EXT3, and perhaps EXT4, locks at the inode level, not smart!
Sources: - www.mysqlperformanceblog.com - http://dev.mysql.com/doc/internals/en/index.html - Understanding MySQL Internals by Sasha Pachev - https://www.facebook.com/note.php?note_id=10150210901610933 - http://oss.sgi.com/projects/xfs/training/ - Some swing kit, trial and error.
EDIT: An update. EXT4 seems to be doing pretty well as of Mid 2013! BTRFS still isn't a good option. And RHEL may well make XFS the new default file system.
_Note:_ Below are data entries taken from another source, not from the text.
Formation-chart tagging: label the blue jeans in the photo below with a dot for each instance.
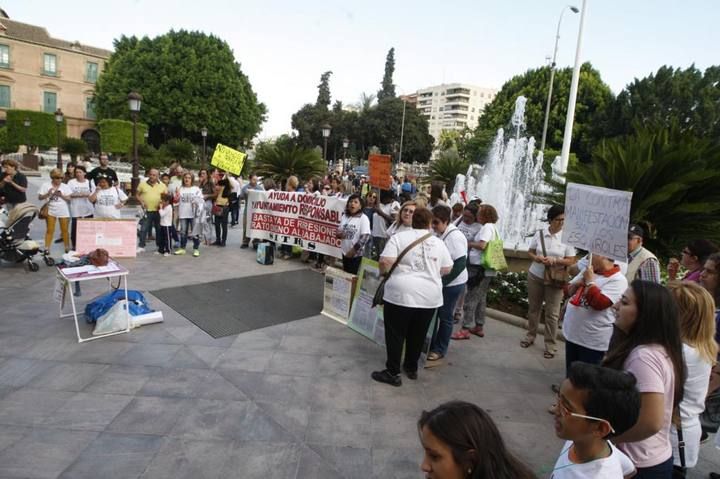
(441, 338)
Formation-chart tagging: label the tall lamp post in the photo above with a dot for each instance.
(326, 129)
(552, 74)
(58, 121)
(203, 132)
(134, 104)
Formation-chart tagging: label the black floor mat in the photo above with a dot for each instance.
(224, 308)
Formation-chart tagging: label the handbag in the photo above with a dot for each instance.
(494, 254)
(380, 292)
(556, 277)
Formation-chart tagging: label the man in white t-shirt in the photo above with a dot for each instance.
(594, 404)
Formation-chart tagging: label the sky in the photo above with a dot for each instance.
(285, 45)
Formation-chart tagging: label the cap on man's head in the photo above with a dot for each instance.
(636, 230)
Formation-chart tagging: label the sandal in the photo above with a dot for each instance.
(461, 334)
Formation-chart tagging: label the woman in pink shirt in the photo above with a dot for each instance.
(647, 344)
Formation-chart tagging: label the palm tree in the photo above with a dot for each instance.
(283, 159)
(674, 178)
(446, 168)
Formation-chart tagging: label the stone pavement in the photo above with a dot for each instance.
(290, 401)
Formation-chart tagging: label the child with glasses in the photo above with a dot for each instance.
(594, 404)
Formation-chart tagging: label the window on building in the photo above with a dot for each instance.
(4, 96)
(49, 101)
(90, 109)
(91, 72)
(4, 56)
(50, 64)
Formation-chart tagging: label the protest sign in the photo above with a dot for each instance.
(117, 236)
(597, 220)
(228, 159)
(337, 297)
(380, 170)
(297, 219)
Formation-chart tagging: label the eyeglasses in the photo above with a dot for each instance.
(565, 412)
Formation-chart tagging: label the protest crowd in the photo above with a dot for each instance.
(640, 355)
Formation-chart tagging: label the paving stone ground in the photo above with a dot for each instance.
(290, 401)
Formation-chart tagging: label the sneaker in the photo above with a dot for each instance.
(387, 377)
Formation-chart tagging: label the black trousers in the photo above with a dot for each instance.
(408, 327)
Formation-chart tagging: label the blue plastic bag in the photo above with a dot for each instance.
(102, 304)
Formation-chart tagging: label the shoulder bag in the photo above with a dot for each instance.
(555, 276)
(380, 292)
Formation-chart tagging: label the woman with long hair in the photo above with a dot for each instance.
(461, 441)
(647, 344)
(697, 331)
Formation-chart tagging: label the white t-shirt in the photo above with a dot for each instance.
(105, 202)
(58, 207)
(416, 282)
(616, 466)
(81, 206)
(589, 327)
(553, 247)
(486, 233)
(353, 227)
(379, 225)
(187, 195)
(457, 247)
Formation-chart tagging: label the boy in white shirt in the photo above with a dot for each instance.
(594, 404)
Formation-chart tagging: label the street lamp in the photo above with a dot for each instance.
(134, 104)
(326, 129)
(552, 74)
(58, 120)
(203, 132)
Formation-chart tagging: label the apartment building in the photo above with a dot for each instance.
(453, 106)
(42, 73)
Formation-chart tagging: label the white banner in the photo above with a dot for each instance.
(597, 220)
(296, 219)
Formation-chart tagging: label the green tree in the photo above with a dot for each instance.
(673, 176)
(686, 99)
(593, 103)
(387, 89)
(188, 80)
(74, 147)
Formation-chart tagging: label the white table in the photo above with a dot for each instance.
(67, 279)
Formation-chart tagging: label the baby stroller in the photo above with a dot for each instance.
(15, 245)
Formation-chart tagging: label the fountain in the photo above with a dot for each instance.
(508, 180)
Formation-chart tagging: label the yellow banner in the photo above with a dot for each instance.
(225, 158)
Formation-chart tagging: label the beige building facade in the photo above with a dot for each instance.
(41, 73)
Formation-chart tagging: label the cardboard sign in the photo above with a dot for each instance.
(597, 220)
(337, 296)
(117, 236)
(228, 159)
(380, 171)
(296, 219)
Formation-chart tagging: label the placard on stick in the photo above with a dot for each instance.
(228, 159)
(380, 170)
(597, 220)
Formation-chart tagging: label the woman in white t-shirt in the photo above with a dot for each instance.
(412, 294)
(697, 330)
(80, 205)
(647, 344)
(108, 199)
(453, 282)
(186, 198)
(57, 194)
(354, 231)
(547, 252)
(478, 277)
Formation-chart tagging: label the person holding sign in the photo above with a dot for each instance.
(354, 232)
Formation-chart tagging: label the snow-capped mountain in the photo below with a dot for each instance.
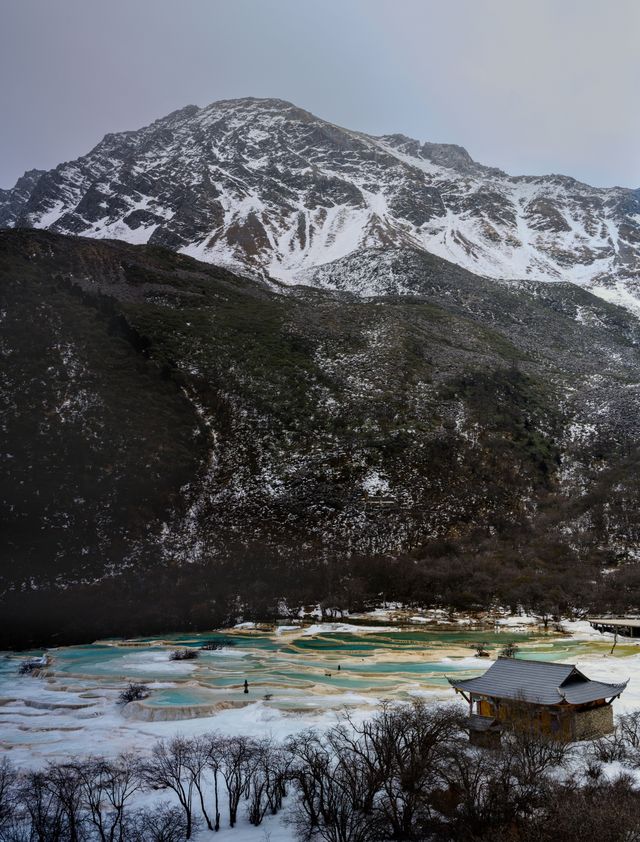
(264, 186)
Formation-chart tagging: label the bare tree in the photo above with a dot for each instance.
(43, 811)
(164, 823)
(196, 761)
(237, 755)
(168, 768)
(8, 794)
(107, 787)
(214, 762)
(64, 782)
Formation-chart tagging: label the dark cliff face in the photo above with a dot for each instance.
(268, 188)
(181, 444)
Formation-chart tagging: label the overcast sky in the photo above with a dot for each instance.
(531, 86)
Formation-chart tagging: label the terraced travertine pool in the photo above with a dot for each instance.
(306, 671)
Again, do NOT use EXT3.
The short version is that the closest to a recommendation I've seen MySQL make on filesystems is XFS, however ext3 should be ok as well, ext4 promises to be a nice improvement, but it's still not quite stable, although it should be before the end of the year.
If you're running cluster filesystems CXFS, OCFS2 and GFS should all be ok.
I'd strongly warn against any Reiser derivatives, and JFS although once nice has been mostly beaten by XFS and ext4 which are both more widely deployed.
It's not likely to make much difference. Go with whatever your distribution uses as its default, provided it's sufficient.
Spend your effort tuning other things - get enough ram - get a raid controller which doesn't suck - and fix the application's lame (ab)use of the database (NB: this is the main culprit in most cases where it hasn't already been done).
Consider however, carefully, the filesystem you put your mysql tmpdir on; this will affect performance, particularly queries which do disc-based filesort()s (see EXPLAIN for more details).
I think a filesystem which support delayed allocation is really handy here, as you can avoid IO completely for short-lived files when there is enough ram to keep them in the cache. XFS, for instance, doesn't bother writing files at all which get deleted and closed before they've been allocated.
Of course putting a tmpdir on a tmpfs is attractive from a performance perspective, but leads to a risk of exhausting the space and having queries which would otherwise succeed (albeit with disc temporary files used) fail.